Popovich: He always said that it was terrible - when he is the head of the theater, and his wife and daughter work there. You come home - and there again talk only about work. Here he is sitting at the dinner table, watching the news - he always watched them. And my mother and I are discussing what else needs to be done in the theater. Until it explodes: well, how much can you!

As long as I knew him, he told me so much: that's it, I won't stand behind the console anymore!

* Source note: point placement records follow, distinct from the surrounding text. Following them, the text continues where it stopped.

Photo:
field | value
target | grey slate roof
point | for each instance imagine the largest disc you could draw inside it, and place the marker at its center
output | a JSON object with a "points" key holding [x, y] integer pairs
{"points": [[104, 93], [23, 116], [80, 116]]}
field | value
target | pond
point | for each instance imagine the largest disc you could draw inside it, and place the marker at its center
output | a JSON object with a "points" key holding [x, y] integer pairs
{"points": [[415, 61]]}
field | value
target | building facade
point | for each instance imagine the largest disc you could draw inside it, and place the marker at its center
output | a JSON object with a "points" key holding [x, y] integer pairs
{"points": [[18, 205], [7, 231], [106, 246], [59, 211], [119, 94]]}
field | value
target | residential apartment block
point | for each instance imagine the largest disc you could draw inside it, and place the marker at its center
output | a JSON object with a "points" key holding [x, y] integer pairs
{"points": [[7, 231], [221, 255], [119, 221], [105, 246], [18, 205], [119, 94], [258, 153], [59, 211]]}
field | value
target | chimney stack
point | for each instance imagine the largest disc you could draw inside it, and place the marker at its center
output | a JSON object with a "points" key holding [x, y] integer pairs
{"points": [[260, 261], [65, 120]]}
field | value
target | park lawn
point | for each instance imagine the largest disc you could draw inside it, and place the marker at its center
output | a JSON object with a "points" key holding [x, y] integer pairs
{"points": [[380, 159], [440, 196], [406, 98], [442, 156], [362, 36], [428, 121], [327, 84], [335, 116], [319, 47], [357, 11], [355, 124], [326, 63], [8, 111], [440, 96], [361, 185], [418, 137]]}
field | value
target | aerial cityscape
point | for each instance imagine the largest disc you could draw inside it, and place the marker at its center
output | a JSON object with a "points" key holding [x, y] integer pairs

Popovich: This has always scared us. After all, he has a character: if he said "no" - then no! He said: “I will make Mary Stuart” - and I did it. I sat at night - “These are my problems!” And very often threw a wand: that's it, I won't do it again.

Why?

Marfa Kolobova: He liked orchestrating more - when he was alone with the music. And to get the musicians to embody his understanding of music - it exhausted him.

By the way

As you know, Evgeny Kolobov, a Leningrader by birth, flew to Sverdlovsk (now again Yekaterinburg) to study conducting, to the Mussorgsky Ural Conservatory, to the outstanding conductor and teacher Mark Paverman.Student youth Sverdlovsk was seething with music and ideas. Gleb Panfilov, a student at the Polytechnic University, made his first films. The city bard Alexander Dolsky broke his first triumphs. The audience applauded the talented actor of the Sverdlovsk drama Anatoly Solonitsyn and the chic bass of the Sverdlovsk opera Boris Shtokolov. And a student of the conservatory, Yevgeny Kolobov, sang songs written by the composer Vladislav Kazenin, the future head of the Union of Composers of Russia, in the vocal and instrumental ensemble he created.

And we at Sverdlovsk television recorded all this with the then imperfect equipment.

Here are two songs performed by Evgeny Kolobov: "Sverdlovsk Clock" by Vadim Bibergan and "Musical April" by Vladislav Kazenin. Backing vocals - Natalya Popovich, Kolobov's future wife, the legendary choirmaster of the Novaya Opera Theatre.